Don't forget each trade has a transaction cost which is the spread. On a lower timeframe, the transaction cost is much higher than trading the hgher timeframe with respect to their average ranges, hence, trading in lower timeframe is actually less cost efficient. However, the lower cost efficiency in a lower timeframe is offset by higher trading opportunities from a volatility perspective, since there are more "convolutions" in the formation of the higher timeframe pattern. It is these "convolutions" that make the average range of a higher timeframe PER UNIT OF TIME lower than that of a lower timeframe, as shown in the results. The results is not a measure of trading efficiency in a lower timeframe from a cost perspective and the impact of spread is also not included.
TheRumpledOne wrote:How are you calculating pip/time efficiency?

Relativity wrote:Here are some more interesting results. Very very surprising! Now do you see it? Hint : think about why the new rat rules actually work.

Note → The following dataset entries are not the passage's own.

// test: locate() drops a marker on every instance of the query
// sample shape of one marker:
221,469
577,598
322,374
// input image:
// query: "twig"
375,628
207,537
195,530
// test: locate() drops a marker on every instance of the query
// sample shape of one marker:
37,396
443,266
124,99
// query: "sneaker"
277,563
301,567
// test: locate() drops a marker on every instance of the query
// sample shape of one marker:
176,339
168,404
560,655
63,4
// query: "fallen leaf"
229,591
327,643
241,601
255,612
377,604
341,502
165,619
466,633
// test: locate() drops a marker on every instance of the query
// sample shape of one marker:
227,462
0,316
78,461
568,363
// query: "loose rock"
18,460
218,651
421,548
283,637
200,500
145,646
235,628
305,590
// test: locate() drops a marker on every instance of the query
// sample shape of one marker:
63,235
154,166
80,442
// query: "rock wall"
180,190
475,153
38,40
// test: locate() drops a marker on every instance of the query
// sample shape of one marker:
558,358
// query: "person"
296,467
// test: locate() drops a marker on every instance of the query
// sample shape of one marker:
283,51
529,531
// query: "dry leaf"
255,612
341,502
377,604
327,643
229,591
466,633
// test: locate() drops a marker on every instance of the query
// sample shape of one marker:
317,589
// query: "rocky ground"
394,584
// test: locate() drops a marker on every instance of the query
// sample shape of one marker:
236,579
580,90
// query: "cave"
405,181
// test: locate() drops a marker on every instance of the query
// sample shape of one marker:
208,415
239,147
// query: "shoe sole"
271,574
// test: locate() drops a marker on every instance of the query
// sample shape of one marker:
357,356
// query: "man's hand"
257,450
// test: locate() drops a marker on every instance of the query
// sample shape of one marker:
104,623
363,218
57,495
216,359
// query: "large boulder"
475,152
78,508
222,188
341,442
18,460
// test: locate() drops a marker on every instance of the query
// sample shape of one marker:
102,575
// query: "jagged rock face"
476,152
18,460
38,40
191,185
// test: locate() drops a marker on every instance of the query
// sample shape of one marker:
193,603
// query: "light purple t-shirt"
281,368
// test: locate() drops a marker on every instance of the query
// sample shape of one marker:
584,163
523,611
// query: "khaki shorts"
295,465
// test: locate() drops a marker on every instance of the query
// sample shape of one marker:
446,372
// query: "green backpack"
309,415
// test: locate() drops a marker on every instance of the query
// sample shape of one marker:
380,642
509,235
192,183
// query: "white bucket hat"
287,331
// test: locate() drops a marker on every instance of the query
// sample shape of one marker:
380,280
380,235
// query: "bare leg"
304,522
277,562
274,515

pika wrote:Relativity wrote:Here are some more interesting results. Very very surprising! Now do you see it? Hint : think about why the new rat rules actually work.
Relativity,
Your calculation method has one bias that gives the results as such, which is the sample size of the lower timeframes are much larger than that of the higher timeframes. e.g. Number of M1 bars over 3 months = 5x that of M5 bar sample = 15x that of M15 bar samples, and so on. Try standardizing the bar sample size for all the timeframes to the same number (e.g. 1000) and the results should be quite similar for all timeframes. Think about the "convolutions" (i.e. the bends and curves) in a lower timeframes that eventually forms the higher timeframes and you will better understand why the statistics turns out the way they are. I can only conclude that the higher transaction cost of trading is offset by the opportunity for higher trading frequency in a lower timeframe chart.
Please don't be mistaken that I am criticising your study. I am glad you are sharing your thoughts and I am just sharing mine since I have pondered over this area before some time ago when I wanted to understand why the ATR of different timeframes are not linearly related based on their time periods. If you may share your thoughts with more clarity, I would gladly learn from you if the evidence is sound.